Speaking of interesting: He explains that movies today emulate the action within video games because it is “fluid” with stops and starts, and not over-stylized, which is a good thing–or at least that’s what I think he is saying.

Great format of Forbes’ reviews: Three sections, all subtitled: 1. “Thumbnail,” one or two sentence low-down; 2. “The Box Office,” a prediction of how much money the movie will take in, prefaced by an in-depth ho-hum, enough-already analysis. Thankfully, you can skip this and go directly to 3. “The Review.”

Irony: I look a lot more deeply for meaning in a review of a movie that lacks meaning.

Irony?: but some of the review is vague.

A Loving Couple, 39 years later

LOVE-IS-STRANGE-final-smallThis week I look at reviews of Love is Strange, starring John  Lithgow and Alfred Molina as a gay couple, who, after being together for 39 years, get  married. Shortly thereafter, Molina’s character loses his job and they can no longer afford to pay their mortgage. So they sell their apartment and put themselves on a wait list for senior or middle-class housing. While they wait, where should they live? They decide to live in two separate households. The movie is about the dynamics between them while they live apart as well as those between each husband and his host.

Wall Street Journal

Review by Joe Morgenstern

Spoilers: Many.

It contains the a perfect example of verbiage that’s a RED FLAG warning of trouble ahead (as in an imminent spoiler). It’s tricky because it is smack in the middle of a sentence:

The cinematographer was Christos Voudouris, who captures the movie’s most touching moment. It’s– 

WARNING! AVERT YOUR EYES! DO NOT READ ANOTHER WORD! He’s about to tell you the movie’s most touching  moment!

Bottom Line: The movie is not believable.  A true Wall Street Man, Morgenstern cannot get over how low they sold the apartment for. (It takes place in Manhattan.)
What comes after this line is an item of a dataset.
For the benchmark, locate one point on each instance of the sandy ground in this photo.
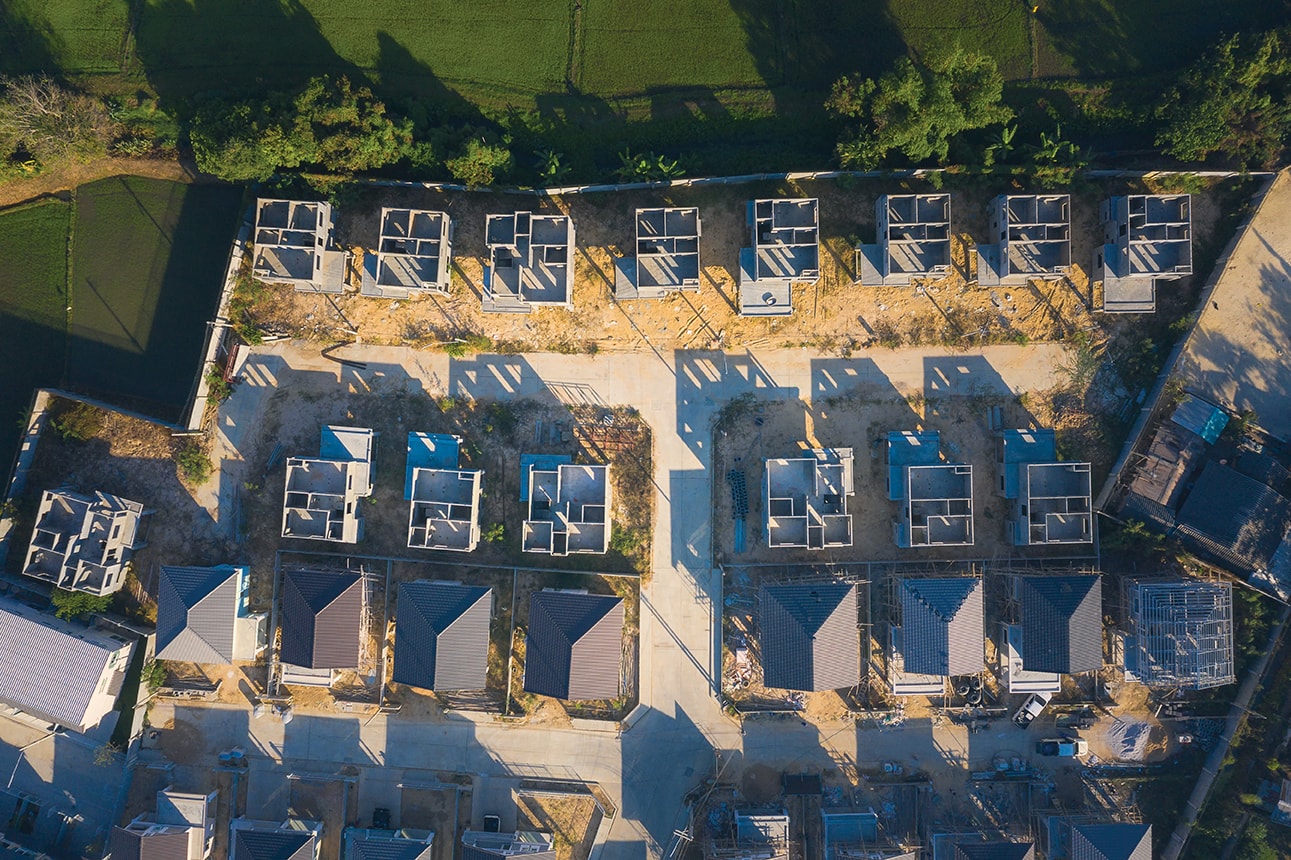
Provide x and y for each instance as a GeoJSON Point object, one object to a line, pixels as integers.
{"type": "Point", "coordinates": [833, 314]}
Comment: I caught an inaccuracy! Morgenstern states that the couple has been together for 20 years. Read some other reviews and it is obvious that he’s way off. They have been together for 39 years. (I feel really good about myself. I’m sure this is obvious, but I’m quite clever.)

Orange County Register

Review by Michael Srago

Moonlighting as Santa Clause
Moonlighting as Santa Clause

Spoilers: Many.

Bottom Line: Grade B. The acting is terrific, the story weak.

Comment: Srago objects to some of the plot line because two sophisticated artsies (Lithgow plays an painter, Molina a music teacher) should be creative enough to find a solution to their financial problems:

Isn’t leading a cultured life supposed to make you imaginative and resourceful? Not in “Love Is Strange,” an affecting, oddly awkward movie about an artistic and surprisingly helpless New York couple – painter Ben (John Lithgow) and music teacher George (Alfred Molina).

Their solution is creative. Just not the good kind of creative.

Slate

Review by Dana Stevens

Spoilers: Where do I begin? Spoilers here, spoilers there, spoilers spoilers everywhere! Her opinion is only in two sentences. To support those two sentences, she spares us nothing, including how the ending unfolds.

Thanks, Dana.

More RED FLAG verbiage. She starts a sentence out like this:

In one of the best scenes,–  

WARNING! AVERT YOUR EYES! DO NOT READ ANOTHER WORD! She is about to describe one of the best scenes!

Wait, where's the beard?
Wait, who wears the beard in this couple?

Bottom Line: Once you get over the somewhat unbelievable premise, this is a “quietly enchanting romantic drama….a delight to watch unfold….[and] one of the best romances I’ve seen all year.”

Comment: Stevens really hams it up–this is her last sentence: All the actors except Burrows are so sharp, and the dramatic outline so fuzzy, the movie is like a botched pointillist painting.

First she stereotypes artists and then she jumps into their world with her clever metaphor. Is she taking liberty with art’s very soul? (I don’t quite know what that means, but something doesn’t sit well with me.)

 

 

Frank, Michael and Critics…..

Here’s a movie that sounds fun and different:

Frank

It stars Micheal Fassbender, who plays an avant-garde comedian and musician loosely based on “Frank Sidebottom”, the alter ego of British comedian Chris Seivey. Throughout the movie, Fassbender wears a giant head with a cartoonish face painted on it–similar to the giant head worn by real Frank Sidebottom/Chris Seivey.

Fassbender’s character hires Jon, a young musician to play keyboards on his next album. The recording is done in a remote cabin in Ireland. Hoping that Frank’s talent will rub off on him, Jon obsessively hovers around Frank, trying to dissect his creative process. Maggie Gyllenhaal plays the drummer, who often locks horns with Jon.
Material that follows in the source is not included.